Features of AWS Cloud Map

    • It discovers resources via API calls or DNS queries

Cloud Map makes it possible for users' apps to find any web-based service using the AWS SDK, API calls, or DNS queries. Cloud Map uses DNS to offer resource locations for IP addresses or IP: port combinations using IPv4 or IPv6. Cloud Map may return URLs or ARNs, as well as IP addresses and IP: port pairs, using the discovery API.

    • It offers service naming that has been simplified.

AWS Cloud Map allows users to provide the application's services with simple custom names. Amazon Elastic Container Service (ECS) tasks, Amazon EC2 instances, Amazon S3 buckets, Amazon DynamoDB tables, Amazon Simple Queue Service (SQS) queues, and any other cloud resource are all examples of this.

    • It assigns the custom attributes

Custom attributes for each resource, such as location and deployment stage, can be defined in Cloud Map. This gives users the freedom to tailor their deployment to different areas or conditions.

    • It provides access control

Only authenticated services can discover resources within the registry and receive the location and credentials for those resources, thanks to Cloud Map's integration with AWS Identity and Access Management (IAM).

    • It provides automatic health checks

On discovery queries, Amazon Route 53 health checks ensure that only healthy endpoints are returned. Cloud Map will always have an up-to-date registration of healthy resources as a result of this.

    • It provides AWS container services that are deeply integrated.

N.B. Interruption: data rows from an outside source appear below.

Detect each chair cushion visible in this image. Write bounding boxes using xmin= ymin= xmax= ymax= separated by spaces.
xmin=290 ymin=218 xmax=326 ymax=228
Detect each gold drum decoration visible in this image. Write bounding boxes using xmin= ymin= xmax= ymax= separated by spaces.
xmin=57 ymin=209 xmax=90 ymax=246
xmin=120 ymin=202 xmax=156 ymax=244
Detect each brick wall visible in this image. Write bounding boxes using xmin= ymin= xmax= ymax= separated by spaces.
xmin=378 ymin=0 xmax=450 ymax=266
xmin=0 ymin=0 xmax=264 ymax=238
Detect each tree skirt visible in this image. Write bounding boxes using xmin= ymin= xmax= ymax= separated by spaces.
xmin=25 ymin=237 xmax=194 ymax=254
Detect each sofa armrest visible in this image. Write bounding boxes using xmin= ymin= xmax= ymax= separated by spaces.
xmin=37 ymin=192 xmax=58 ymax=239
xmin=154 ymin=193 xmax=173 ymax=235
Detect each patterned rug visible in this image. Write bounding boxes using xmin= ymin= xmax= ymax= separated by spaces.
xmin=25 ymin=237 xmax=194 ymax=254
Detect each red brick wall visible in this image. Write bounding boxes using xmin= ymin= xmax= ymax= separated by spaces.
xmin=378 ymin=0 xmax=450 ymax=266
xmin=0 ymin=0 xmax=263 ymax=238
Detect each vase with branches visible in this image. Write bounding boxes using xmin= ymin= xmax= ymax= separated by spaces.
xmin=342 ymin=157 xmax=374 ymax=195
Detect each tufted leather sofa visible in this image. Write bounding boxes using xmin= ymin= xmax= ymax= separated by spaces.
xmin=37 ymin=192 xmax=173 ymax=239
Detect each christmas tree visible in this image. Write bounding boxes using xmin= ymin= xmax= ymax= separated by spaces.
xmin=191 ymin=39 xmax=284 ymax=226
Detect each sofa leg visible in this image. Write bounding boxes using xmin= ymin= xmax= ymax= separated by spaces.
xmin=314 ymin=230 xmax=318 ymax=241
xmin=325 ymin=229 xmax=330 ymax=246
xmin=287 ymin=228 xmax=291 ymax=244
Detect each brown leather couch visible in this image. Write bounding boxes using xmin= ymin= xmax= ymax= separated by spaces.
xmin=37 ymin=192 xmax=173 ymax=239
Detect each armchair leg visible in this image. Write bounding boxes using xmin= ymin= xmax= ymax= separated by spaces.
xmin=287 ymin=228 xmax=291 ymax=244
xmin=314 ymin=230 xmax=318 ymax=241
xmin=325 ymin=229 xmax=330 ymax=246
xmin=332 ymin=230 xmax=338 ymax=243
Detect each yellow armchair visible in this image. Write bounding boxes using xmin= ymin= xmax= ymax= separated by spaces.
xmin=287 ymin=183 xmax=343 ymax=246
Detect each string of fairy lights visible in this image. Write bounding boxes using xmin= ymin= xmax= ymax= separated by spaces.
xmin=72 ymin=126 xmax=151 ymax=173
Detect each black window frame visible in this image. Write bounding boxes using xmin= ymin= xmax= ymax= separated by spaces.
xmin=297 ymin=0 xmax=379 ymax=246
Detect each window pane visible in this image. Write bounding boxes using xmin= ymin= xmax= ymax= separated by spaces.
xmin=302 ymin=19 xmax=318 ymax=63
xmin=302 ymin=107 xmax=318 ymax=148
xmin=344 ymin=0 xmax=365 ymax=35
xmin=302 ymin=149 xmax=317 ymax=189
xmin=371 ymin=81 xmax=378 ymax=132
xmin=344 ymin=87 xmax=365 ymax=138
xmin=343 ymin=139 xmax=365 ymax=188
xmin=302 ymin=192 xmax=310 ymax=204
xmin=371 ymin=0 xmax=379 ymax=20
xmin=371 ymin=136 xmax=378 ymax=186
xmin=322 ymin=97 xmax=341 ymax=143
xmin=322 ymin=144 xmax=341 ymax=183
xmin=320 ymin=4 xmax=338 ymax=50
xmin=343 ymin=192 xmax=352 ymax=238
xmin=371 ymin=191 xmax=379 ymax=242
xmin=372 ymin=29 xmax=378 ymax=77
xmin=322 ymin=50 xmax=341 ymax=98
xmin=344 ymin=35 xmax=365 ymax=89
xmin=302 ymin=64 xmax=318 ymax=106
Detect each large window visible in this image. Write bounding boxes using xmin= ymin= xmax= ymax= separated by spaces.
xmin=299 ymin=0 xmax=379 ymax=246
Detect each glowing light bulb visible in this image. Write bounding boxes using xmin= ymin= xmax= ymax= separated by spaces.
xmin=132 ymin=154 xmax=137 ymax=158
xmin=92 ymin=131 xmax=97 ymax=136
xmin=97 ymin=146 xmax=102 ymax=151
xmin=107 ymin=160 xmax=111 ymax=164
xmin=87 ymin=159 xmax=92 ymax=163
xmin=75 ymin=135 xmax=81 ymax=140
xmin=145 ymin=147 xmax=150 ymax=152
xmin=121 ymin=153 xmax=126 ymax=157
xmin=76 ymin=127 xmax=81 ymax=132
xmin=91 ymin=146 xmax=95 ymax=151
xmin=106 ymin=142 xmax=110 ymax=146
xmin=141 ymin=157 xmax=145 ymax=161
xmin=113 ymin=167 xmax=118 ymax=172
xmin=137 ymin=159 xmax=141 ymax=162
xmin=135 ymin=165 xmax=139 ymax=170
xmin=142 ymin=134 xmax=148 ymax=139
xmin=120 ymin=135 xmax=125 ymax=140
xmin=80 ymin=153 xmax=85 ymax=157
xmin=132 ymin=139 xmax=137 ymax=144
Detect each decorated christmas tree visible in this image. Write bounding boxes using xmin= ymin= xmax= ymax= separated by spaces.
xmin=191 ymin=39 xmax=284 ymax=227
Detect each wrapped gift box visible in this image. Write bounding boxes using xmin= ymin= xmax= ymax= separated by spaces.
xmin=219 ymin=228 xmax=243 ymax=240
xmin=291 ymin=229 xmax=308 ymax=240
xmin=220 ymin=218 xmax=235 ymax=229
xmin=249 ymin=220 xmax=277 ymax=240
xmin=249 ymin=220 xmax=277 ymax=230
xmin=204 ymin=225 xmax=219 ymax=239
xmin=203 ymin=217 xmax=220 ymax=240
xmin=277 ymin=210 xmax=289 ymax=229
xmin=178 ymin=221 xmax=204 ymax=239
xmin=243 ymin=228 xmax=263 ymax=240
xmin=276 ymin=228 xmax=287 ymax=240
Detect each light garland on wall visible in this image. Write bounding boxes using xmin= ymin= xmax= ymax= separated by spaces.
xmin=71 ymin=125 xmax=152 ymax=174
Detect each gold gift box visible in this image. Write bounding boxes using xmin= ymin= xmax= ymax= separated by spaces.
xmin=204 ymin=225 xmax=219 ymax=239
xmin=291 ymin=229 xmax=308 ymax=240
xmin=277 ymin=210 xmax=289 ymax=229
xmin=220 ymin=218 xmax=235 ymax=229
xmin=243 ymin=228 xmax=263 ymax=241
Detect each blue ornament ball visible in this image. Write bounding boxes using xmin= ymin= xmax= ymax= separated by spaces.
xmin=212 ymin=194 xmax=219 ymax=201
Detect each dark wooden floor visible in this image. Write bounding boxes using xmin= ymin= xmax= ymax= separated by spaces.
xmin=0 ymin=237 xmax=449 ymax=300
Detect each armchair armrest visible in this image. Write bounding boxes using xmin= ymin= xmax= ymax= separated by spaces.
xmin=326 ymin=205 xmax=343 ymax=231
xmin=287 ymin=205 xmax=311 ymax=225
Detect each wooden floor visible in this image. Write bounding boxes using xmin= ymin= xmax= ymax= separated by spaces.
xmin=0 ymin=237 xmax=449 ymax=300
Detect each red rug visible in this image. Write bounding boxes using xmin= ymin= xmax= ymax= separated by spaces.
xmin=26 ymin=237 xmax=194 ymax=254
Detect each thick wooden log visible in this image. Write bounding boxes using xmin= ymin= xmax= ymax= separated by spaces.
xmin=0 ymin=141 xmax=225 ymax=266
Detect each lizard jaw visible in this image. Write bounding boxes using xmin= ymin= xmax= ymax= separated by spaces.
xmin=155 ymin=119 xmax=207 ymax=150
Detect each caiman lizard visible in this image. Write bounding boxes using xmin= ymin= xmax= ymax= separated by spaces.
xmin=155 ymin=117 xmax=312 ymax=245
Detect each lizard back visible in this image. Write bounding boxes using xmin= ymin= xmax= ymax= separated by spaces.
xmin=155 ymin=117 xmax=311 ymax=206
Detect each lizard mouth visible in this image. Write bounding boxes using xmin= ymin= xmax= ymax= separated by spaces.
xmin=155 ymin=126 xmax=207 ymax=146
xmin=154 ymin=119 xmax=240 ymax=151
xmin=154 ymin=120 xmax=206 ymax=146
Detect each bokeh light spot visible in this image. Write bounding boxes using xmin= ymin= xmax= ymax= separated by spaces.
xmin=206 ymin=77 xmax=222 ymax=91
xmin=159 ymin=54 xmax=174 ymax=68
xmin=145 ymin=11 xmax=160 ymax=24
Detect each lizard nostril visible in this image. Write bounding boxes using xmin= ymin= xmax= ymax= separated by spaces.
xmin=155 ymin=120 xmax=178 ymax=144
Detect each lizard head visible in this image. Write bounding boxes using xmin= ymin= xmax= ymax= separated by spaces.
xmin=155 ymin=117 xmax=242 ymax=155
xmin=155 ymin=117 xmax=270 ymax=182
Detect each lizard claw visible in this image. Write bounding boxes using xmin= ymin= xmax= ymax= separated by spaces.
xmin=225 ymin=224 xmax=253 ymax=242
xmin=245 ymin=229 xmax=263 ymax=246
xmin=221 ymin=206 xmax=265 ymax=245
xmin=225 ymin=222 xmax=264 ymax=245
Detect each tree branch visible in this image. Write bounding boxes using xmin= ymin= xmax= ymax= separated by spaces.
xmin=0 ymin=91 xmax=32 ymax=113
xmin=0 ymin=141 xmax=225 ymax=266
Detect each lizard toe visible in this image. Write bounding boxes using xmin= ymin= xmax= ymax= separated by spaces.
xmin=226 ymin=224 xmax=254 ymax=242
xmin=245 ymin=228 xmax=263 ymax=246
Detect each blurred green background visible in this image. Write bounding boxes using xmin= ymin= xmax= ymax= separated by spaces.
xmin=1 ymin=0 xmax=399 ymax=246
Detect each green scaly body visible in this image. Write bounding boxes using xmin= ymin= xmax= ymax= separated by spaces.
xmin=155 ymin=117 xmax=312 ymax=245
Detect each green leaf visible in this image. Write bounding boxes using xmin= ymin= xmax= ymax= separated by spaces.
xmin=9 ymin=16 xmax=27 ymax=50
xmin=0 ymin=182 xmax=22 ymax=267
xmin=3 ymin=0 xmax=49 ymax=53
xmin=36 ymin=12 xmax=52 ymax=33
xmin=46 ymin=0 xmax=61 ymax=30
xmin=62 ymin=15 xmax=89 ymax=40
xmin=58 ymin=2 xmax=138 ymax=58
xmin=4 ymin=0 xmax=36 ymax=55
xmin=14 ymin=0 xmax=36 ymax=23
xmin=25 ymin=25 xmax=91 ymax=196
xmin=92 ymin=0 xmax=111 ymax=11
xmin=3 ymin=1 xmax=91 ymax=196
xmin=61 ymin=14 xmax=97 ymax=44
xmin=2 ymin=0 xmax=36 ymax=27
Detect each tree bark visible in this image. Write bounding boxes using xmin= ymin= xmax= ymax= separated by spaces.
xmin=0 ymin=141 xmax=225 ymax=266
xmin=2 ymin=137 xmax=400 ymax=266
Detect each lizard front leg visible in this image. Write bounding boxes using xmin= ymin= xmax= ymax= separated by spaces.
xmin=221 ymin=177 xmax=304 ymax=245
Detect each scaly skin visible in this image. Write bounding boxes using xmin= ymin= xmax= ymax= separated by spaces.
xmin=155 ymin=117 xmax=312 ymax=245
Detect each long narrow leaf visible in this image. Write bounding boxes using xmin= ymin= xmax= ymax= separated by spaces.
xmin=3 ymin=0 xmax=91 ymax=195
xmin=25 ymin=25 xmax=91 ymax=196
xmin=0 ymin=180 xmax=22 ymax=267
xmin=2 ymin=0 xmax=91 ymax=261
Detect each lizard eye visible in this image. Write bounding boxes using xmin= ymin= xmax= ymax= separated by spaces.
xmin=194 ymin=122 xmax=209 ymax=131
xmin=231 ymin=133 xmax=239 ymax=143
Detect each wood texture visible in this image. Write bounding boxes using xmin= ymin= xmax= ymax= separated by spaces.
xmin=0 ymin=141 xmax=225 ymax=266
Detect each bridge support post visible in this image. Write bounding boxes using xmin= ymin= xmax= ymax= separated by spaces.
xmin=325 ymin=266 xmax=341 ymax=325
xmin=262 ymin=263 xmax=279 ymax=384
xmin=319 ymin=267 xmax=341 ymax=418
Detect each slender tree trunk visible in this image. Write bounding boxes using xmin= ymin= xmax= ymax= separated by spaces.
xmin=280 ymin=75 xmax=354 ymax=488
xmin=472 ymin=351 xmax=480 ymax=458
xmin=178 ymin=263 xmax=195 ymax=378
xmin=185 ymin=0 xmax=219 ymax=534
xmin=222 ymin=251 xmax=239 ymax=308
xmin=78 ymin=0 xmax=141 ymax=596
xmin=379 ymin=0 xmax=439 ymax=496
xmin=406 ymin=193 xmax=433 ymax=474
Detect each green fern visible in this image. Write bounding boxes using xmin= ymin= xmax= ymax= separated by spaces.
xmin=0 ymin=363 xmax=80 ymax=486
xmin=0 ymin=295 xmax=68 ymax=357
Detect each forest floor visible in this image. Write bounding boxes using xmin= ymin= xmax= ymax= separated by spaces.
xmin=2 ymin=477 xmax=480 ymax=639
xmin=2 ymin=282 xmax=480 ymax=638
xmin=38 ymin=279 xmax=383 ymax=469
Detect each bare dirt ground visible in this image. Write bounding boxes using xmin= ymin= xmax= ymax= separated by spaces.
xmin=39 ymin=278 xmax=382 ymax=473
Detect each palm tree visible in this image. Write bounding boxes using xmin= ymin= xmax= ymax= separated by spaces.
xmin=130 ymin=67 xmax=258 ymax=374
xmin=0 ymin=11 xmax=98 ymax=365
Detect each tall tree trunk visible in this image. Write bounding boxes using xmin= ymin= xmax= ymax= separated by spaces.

Amazon Elastic Container Service (ECS) and Amazon Elastic Service for Kubernetes (EKS) services and tasks can be automatically registered and updated in Cloud Map. ECS automatically registers tasks for your service as resources with Cloud Map, and they are discoverable within five seconds.

    • It provides the change that spreads quickly.

When you use API-based discovery, you can get updates on the locations and attributes of your resources in less than 5 seconds.

    • It provides a fully managed environment

AWS Cloud Map takes care of setting up, updating, and managing users' service discovery tools and software.